Taman Negara Pulau Pinang terletak di Teluk Bahang. Tepatnya, sudut barat laut Penang dan menghadap Selat Malaka. Bagi penyuka kegiatan outdoor, taman nasional ini bisa jadi pilihan tempat berlibur. Selain lokasinya mudah ditempuh, ia juga menyajikan keindahan hutan, pantai, dan keanekaragaman fauna. Tak ketinggalan juga konservasi penyu.

Taman Negara Pulau Pinang memiliki luas sekitar 2,563 hektar. Dari George Town, Merin dan aku menaiki Rapid Penang 102. Dengan waktu tempuh kurang dari satu jam, kami tiba di taman nasional ini. Ongkos yang dibayarkan juga sangat terjangkau. Hanya 3.5 RM.

Setibanya, Merin dan aku mendaftarkan diri di Registration & Information Center. Kemudian kami diberikan peta. Hanya satu jalur trekking menuju Pantai Kerachut yang dibuka hari itu. Jalur lain melewati Canopy Walkway ditutup sementara. Begitu juga dengan jalur menuju Rumah Api Muka Head. Atau yang kita kenal dengan mercusuar.

Selain trekking, kita juga bisa menaiki perahu menuju Pantai Kerachut. Trekking tidak dipungut biaya. Sedangkan menaiki perahu berbayar. Biayanya sekitar 40 hingga 50 RM. Lalu, pilihan Merin dan aku? Tentu saja trekking. Hahaha.

Pada tahun 1940, jalur menuju Pantai Kerachut juga digunakan masyarakat dan imigran Aceh untuk mengambil kayu. Kayu tersebut digunakan untuk membangun rumah. Dan juga untuk membuat perahu. Kayu ditarik oleh kerbau menuju area terbuka. Meninggalkan bekas pada jalur berupa parit. Karena itulah, jalur ini disebut Jalan Penarikan.

Di tengah perjalanan, langkah kakiku terhenti. Sebuah papan bertuliskan JUNGLE ORCHESTRA menarik perhatian.

Membacanya, aku berdiam diri sejenak. Menutup rapat kedua mata. Menarik napas panjang. Menenggelamkan diri dalam riuhnya melodi hutan. Kicauan burung, suara katak, dan nyanyian jangkrik. Sahut-menyahut dengan desiran angin. Sungguh sebuah melodi yang menakjubkan!

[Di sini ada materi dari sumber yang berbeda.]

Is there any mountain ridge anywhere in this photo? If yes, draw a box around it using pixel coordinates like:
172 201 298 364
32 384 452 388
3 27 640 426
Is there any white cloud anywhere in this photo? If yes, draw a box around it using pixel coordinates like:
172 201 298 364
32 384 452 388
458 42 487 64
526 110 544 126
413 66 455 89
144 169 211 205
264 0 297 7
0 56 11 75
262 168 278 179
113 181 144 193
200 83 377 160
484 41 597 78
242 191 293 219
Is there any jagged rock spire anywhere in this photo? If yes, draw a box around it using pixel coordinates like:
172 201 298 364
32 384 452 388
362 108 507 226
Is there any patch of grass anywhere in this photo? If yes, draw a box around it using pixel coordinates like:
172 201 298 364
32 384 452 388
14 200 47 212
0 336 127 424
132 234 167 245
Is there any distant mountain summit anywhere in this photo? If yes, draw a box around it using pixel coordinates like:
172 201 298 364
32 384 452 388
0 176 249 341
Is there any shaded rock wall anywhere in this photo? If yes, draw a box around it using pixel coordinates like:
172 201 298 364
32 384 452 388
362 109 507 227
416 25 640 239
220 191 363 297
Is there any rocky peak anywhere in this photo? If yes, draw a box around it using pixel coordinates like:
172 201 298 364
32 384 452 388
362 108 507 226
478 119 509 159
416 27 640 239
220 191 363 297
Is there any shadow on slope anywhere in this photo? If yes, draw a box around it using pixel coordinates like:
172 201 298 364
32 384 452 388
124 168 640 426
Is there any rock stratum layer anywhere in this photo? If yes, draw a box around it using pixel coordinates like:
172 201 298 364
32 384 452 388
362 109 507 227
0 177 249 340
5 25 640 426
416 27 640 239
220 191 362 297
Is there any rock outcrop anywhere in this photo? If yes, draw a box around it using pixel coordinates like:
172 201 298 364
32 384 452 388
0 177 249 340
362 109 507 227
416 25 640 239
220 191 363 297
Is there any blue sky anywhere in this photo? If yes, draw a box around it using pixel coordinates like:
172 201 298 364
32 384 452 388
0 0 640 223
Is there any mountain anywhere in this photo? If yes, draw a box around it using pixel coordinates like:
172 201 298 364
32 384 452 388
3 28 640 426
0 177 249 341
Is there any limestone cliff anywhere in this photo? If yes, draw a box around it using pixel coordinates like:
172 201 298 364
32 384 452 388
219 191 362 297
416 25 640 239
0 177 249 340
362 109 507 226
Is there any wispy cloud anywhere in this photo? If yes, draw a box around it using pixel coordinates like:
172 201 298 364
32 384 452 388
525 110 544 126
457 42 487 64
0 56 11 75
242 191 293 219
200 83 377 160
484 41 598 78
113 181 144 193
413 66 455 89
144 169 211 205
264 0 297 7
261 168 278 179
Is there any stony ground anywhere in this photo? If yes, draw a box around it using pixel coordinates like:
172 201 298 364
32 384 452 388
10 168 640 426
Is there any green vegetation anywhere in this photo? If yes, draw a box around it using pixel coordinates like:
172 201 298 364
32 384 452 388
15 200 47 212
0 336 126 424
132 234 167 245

Sembari melanjutkan perjalanan, pikiranku sempat melayang. Kata penutup film berjudul Racing Exctinction melintas. Berdurasi sekitar 1.5 jam, film ini bercerita tentang kepunahan massal bersifat antropogenik. Yang didokumentasikan oleh para ilmuwan dan jurnalis.

“The whole world is singing…. But we’ve stopped listening.”

“Hello!” Sebuah suara memecah lamunanku.

“Oh, hello!” Balasku.

“I am waiting for my friends. They are walking behind me. Anyway, I live here, in Penang. Where are you from?”

“We are from Indonesia.” Jawabku, lagi.

Merin dan aku beristirahat sejenak. Berbincang dengan kakek berusia 72 tahun ini. Memperkenalkan diri masing-masing. Seraya menemaninya menunggu keempat temannya.

“So, you’re a Christian and come from Sumatera?” Kakek menanyakan ulang perkataanku dengan hati-hati. “And, you’re Moslem and come from Java?” Tanyanya juga pada Merin.

Merin dan aku tersenyum. “Yes,” Jawab kami.

“Oh wow, how come? Are you a high school friend? Because you’re coming from different backgrounds. Which in my opinion is rare to find here.”

“Oh, really? We’re not high school friend.” Merin menjawab. Dengan singkat, ia menceritakan bagaimana kami bisa berteman.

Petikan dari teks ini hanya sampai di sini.